“The Kid with a Bike”: no answers, only questions [MOVIE REVIEW]

cecile de france
Cecile de France and Thomas Doret star in “The Kid with a Bike”
cecile de france

Cecile de France and Thomas Doret star in “The Kid with a Bike”

“The Kid with a Bike,” written and directed by Jean-Pierre and Luc Dardenne, is a stunning film that asks more questions than it answers – and most of those questions begin with “Why.”
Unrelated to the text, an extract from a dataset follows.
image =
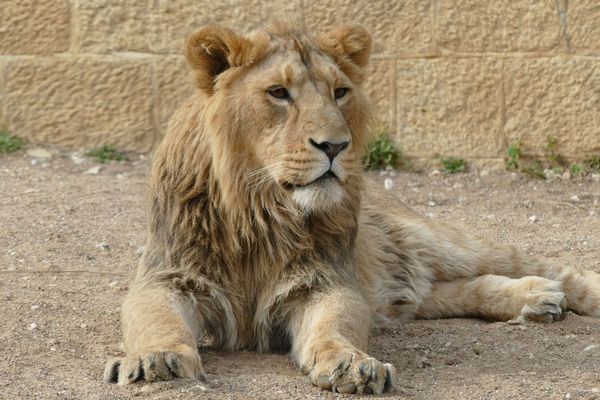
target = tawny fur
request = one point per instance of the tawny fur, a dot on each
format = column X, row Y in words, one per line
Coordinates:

Cyril, placed in a farm run by child protective services for what was supposed to be a month while his father got his life in order, is convinced that his father will soon be coming for him. But the month is up and Cyril’s father has disappeared without a forwarding address. Increasingly agitated and angry, Cyril is convinced that everyone is lying. With a raw determination in his eyes, Cyril bites and scratches his way to an escape and travels to the town where he lived before he was sent away. Arriving at his apartment, he discovers that his father left, stripping the apartment bare and leaving no forwarding address. Cornered by the janitor and staff who tracked him from the school, Cyril runs into the ground floor medical clinic. Upending chairs and other patients, he grabs desperately onto a woman who has fallen to the floor in the chaos. Screaming, sobbing that his father would never have left without returning his bike, Cyril is dragged back to the “farm.”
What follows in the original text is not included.